Because a bone marrow transplant carries a high risk of complications, this procedure is reserved for patients deemed healthy enough to endure it. In some cases, less powerful chemotherapy drugs can be used to reduce the risks for older adults and other patients who might not otherwise be considered for a bone marrow transplant.
The Stem Cell Transplant Program at UH Seidman Cancer Center has provided advanced bone marrow and cord blood transplant services for more than 45 years. Since the program’s inception, we’ve performed over 3,500 stem cell transplants.
Myelodysplastic Syndromes Prognosis
Some people with a MDS live for years and require little or no treatment. For others, their MDS is more aggressive and may develop into acute myeloid leukemia (AML), which is an aggressive, life-threatening cancer that requires more urgent treatment.
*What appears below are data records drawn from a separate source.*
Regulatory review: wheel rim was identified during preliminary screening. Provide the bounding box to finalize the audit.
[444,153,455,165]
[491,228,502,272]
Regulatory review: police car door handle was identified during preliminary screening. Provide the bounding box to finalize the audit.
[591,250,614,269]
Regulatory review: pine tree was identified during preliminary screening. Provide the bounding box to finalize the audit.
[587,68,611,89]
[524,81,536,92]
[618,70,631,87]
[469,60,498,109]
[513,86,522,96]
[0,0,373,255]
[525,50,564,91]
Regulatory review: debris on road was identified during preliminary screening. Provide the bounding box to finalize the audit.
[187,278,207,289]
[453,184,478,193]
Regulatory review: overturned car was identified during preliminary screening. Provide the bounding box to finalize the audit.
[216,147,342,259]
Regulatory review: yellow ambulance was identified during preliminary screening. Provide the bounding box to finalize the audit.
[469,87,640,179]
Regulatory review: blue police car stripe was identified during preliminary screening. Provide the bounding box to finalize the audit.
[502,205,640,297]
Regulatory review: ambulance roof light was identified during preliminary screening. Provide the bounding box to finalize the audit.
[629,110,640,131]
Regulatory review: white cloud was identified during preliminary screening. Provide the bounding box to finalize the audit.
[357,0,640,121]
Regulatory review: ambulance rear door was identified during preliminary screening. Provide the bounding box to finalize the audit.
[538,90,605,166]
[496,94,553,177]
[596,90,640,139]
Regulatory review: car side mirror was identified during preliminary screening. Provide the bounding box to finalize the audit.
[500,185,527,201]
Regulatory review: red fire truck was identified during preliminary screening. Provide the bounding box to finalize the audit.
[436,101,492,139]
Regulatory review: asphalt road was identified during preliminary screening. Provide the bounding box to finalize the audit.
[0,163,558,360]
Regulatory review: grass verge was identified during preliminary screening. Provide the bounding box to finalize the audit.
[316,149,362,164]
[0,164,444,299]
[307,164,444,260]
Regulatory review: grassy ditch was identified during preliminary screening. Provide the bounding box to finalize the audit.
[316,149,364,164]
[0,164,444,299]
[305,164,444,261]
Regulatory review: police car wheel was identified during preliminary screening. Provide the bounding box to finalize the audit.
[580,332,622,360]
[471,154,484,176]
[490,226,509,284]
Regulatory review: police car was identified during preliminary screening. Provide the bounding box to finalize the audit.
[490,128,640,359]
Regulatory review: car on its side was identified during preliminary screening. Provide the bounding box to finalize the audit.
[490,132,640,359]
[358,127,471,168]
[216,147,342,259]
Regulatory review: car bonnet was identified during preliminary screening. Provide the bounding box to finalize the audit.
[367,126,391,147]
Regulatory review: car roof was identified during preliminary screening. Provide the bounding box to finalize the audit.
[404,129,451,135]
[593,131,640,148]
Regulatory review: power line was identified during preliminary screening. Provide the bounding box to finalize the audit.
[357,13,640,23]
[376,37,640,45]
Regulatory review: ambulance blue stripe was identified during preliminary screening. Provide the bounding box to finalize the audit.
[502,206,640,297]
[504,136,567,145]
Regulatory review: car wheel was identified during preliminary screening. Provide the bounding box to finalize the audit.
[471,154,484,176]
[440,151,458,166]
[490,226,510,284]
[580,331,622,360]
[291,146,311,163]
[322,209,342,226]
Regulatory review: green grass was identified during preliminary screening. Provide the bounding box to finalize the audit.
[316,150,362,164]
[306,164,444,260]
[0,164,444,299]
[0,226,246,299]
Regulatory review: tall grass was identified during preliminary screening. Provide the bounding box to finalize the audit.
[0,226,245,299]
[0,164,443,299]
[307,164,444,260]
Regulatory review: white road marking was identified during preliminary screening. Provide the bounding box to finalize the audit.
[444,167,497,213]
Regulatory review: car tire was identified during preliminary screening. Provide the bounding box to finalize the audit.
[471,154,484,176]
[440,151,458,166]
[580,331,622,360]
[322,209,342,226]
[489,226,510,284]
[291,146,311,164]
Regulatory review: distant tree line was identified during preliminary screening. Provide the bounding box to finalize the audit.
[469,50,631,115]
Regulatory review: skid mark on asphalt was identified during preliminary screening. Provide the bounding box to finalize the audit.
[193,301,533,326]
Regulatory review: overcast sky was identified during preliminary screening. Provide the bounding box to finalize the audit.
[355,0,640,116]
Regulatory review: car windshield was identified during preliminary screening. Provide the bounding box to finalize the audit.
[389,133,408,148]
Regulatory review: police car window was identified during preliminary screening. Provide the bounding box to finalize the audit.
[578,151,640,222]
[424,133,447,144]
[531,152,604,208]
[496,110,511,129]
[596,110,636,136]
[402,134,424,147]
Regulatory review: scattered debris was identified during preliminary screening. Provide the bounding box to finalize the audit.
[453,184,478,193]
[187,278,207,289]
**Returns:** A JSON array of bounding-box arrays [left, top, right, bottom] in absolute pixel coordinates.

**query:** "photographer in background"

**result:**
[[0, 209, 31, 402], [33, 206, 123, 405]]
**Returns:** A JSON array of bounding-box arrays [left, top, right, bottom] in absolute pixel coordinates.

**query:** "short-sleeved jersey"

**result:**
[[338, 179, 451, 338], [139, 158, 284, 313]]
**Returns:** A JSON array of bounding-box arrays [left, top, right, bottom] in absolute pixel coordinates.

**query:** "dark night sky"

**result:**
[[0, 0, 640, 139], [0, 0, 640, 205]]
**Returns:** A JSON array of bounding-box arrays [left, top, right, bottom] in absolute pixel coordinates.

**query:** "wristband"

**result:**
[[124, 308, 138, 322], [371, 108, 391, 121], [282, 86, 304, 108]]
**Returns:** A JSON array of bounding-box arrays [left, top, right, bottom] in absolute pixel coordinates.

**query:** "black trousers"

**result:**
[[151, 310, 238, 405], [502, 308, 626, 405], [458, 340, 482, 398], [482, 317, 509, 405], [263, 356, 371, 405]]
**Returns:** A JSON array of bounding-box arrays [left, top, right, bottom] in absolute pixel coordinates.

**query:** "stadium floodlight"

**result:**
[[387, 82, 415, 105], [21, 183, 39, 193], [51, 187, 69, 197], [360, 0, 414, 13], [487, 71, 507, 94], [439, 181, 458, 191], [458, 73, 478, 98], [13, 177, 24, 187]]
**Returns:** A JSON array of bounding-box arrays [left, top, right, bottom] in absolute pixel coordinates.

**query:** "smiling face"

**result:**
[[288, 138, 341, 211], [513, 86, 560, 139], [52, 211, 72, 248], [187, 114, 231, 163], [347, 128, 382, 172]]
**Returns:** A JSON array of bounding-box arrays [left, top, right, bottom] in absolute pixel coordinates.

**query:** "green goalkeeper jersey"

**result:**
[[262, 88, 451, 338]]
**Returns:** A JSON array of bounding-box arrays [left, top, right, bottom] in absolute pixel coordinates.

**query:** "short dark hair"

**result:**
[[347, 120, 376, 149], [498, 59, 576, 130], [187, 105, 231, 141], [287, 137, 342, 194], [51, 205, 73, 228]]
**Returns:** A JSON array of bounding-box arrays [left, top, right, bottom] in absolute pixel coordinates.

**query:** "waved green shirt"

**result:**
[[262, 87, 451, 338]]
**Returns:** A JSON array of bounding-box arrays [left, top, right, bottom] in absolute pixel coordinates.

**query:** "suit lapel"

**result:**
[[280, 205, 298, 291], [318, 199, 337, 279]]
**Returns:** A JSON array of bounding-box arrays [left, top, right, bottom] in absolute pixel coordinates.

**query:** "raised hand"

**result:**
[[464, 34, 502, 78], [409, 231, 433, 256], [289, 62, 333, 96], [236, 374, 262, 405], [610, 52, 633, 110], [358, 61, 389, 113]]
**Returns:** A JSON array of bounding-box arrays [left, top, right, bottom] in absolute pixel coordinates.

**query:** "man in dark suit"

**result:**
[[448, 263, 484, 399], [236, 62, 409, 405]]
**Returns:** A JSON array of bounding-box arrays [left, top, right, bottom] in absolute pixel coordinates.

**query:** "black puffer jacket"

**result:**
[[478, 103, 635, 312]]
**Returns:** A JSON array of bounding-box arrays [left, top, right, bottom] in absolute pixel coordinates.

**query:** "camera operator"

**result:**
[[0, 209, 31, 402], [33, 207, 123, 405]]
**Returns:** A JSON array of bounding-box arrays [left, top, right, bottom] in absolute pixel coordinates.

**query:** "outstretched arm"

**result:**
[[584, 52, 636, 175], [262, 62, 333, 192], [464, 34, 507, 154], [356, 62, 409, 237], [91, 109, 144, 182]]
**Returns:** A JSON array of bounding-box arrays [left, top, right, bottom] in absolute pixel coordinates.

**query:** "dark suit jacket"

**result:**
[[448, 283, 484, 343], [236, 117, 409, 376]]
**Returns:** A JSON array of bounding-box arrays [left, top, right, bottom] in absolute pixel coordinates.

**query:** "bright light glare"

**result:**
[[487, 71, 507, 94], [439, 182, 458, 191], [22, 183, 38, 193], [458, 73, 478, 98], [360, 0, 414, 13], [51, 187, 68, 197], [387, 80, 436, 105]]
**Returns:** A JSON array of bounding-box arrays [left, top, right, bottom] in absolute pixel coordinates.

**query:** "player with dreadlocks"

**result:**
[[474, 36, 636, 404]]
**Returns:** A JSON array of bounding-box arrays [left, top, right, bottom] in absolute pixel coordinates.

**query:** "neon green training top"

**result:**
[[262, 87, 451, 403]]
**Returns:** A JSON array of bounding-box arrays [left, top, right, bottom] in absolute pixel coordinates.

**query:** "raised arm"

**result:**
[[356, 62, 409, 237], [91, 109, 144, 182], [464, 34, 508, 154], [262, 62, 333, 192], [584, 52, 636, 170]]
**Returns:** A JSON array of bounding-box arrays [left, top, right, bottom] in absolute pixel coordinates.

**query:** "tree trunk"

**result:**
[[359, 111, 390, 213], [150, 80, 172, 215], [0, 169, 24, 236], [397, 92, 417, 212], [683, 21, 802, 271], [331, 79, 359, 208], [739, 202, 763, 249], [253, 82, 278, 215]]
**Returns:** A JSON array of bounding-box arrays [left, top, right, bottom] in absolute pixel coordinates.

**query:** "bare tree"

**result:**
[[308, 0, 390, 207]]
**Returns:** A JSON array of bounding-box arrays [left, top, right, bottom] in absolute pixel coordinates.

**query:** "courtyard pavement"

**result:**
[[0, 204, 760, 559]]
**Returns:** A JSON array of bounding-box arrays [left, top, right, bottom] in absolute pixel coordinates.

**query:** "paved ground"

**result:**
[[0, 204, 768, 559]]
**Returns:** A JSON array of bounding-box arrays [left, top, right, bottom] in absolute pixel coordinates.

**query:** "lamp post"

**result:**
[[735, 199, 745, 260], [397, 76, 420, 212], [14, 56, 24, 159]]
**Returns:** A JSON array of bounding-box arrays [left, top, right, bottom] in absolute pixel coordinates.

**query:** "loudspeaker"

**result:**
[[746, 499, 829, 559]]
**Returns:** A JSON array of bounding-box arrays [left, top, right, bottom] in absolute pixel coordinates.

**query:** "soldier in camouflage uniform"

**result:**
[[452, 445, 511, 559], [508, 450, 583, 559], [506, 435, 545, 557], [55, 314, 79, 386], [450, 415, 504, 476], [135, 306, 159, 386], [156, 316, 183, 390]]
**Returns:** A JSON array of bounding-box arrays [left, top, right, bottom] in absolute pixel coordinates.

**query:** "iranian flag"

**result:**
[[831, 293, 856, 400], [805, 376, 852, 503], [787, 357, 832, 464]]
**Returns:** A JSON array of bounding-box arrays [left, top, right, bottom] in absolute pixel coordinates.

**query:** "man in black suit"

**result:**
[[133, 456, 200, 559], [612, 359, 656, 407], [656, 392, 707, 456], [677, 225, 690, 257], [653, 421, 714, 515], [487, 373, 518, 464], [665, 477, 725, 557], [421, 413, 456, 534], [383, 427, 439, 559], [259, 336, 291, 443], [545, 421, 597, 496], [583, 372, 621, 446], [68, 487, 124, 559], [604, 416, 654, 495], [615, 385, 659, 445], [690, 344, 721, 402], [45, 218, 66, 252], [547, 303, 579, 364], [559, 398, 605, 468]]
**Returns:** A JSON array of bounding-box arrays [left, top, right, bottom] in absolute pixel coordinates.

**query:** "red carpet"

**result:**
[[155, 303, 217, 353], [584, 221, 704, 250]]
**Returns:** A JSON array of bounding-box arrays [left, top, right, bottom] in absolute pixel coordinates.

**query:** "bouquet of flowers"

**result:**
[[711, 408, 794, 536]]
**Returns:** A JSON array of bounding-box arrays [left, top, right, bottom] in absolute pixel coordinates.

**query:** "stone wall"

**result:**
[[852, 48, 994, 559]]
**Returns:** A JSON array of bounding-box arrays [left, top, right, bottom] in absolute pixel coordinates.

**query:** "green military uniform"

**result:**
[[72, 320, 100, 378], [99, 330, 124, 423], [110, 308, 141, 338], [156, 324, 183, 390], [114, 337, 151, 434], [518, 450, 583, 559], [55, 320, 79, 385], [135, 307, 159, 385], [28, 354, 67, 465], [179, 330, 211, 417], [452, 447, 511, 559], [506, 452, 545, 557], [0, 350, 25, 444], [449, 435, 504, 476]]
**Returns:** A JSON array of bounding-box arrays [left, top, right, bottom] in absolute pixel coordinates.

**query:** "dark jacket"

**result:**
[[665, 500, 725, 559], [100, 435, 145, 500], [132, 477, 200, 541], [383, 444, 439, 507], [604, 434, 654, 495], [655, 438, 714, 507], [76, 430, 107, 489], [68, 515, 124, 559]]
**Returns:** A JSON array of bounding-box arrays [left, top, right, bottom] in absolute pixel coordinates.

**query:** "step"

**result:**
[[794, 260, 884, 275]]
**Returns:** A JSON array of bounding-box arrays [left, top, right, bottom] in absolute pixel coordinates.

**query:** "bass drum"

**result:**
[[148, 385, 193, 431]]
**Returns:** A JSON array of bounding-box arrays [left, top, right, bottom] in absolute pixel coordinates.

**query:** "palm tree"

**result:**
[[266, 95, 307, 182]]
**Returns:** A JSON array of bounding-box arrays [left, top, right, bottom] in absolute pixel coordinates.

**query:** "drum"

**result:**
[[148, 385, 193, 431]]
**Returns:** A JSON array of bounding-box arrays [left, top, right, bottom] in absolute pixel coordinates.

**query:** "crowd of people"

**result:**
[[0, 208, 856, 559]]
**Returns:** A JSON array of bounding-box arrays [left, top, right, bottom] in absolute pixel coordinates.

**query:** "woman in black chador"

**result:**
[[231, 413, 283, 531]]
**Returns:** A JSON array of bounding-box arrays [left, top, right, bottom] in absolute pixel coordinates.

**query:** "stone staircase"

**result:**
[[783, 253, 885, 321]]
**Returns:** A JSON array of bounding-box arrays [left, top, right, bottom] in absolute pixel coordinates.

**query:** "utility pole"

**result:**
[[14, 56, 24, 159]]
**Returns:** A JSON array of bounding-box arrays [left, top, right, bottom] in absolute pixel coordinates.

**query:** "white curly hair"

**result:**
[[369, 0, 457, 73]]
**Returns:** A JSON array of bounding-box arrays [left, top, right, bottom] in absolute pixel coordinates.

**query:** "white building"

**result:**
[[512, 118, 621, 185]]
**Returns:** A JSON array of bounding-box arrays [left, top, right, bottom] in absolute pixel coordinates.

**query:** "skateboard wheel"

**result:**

About one third of people with MDS will eventually develop AML. Although AML is a serious illness, the disease is often treatable and even curable with chemotherapy with or without a bone marrow/stem cell transplant.
Clinical Trials Available for Myelodysplastic Syndromes and Other Blood and Bone Marrow Cancers
Access to clinical trials for leukemia and related blood and bone marrow cancers gives patients more innovative treatment options. We offer new therapies that are safer, more tolerable and more targeted to help minimize side effects. Our physicians are the principal investigators for many of these cancer clinical trials, offering hope to both newly diagnosed patients and those who have relapsed.